How many residue classes satisfy the congruence $x^3 \equiv 3 \pmod{21}$?
I don't understand what this question is asking me to do.
Can someone simplify the question for me, thanks.
How many residue classes satisfy the congruence $x^3 \equiv 3 \pmod{21}$?
I don't understand what this question is asking me to do.
Can someone simplify the question for me, thanks.
The question is asking you to check which of the 21 residue classes of integers modulo $21$ (to wit, the class of $0$, the class of $1$, the class of $2$, etc) are solutions to $x^3\equiv 3\pmod{21}$. If nothing else occurs to you, you can certainly plug and chug and figure out which ones are solutions and which ones are not.

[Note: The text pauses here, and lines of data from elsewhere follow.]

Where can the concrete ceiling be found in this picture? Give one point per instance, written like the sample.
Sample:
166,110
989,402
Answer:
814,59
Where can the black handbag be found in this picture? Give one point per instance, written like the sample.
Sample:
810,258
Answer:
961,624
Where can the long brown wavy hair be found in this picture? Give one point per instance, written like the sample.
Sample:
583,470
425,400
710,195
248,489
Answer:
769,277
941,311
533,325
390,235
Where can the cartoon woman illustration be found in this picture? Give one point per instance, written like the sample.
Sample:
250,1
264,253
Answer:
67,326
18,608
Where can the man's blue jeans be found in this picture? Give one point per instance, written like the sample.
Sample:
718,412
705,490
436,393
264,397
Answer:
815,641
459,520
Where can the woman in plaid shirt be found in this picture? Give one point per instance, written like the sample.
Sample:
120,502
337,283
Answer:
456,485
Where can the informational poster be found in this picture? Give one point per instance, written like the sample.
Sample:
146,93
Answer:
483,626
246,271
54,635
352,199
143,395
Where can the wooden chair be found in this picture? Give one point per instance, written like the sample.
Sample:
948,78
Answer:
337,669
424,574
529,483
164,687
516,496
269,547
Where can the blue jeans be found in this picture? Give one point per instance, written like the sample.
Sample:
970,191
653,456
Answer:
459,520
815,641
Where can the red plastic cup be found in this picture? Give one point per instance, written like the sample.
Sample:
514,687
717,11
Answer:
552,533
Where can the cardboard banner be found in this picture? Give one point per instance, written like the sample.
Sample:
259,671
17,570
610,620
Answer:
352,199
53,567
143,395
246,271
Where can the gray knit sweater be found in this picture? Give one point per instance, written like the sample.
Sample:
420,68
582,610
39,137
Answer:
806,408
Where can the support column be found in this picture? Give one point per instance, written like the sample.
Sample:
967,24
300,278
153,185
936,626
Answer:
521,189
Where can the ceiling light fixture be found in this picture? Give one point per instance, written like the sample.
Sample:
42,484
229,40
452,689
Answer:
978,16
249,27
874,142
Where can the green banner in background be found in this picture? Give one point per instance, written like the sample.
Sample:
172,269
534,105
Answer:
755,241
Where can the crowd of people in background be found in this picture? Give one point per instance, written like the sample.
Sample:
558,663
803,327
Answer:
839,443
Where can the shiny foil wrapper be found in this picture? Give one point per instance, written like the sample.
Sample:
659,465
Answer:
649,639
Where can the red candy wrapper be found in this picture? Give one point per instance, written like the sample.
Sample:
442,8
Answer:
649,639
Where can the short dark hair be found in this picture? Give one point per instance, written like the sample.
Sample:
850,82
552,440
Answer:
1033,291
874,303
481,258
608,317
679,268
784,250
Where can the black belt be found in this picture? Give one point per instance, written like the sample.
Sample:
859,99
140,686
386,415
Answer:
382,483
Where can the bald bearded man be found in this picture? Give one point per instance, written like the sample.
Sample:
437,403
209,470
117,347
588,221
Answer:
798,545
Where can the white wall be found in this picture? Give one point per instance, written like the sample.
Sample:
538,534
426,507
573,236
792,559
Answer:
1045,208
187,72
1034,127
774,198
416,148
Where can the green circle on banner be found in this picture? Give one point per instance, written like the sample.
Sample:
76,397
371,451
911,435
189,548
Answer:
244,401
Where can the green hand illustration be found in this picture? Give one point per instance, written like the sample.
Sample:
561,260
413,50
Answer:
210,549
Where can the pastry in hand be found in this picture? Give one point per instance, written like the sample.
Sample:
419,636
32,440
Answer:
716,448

Just a little something to add to Arturo's answer. Note that any solution to $x^3\equiv 3 \pmod{21}$ will also be a solution to $x^3\equiv 3\pmod{3}$ and $x^3\equiv 3\pmod{7}$. So instead of checking all $21$ congruence classes, you can begin by checking the congruence classes modulo the prime powers of $21$. If one happens to have no solution, then modulo $21$ there should be no solution either. It should save you some time, as there are fewer classes to check.
This is an application of the following theorem.
Let $f(x)$ be a fixed polynomial with integral coefficients, and for any positive interger $m$, let $N(m)$ denote the number of solutions of the congruence $f(x)\equiv 0\pmod{m}$. If $m=m_1m_2$, where $gcd(m_1,m_2)=1$, then $N(m)=N(m_1)N(m_2)$. If $m=\prod p^\alpha$ is the canonical factorization of $m$, then $N(m)=\prod N(p^\alpha)$.
HINT $\rm\ \ mod\ 7:\ \ x^3 = 3\ \Rightarrow\ x^6 = \ldots\ $ contra a well-known "little" theorem.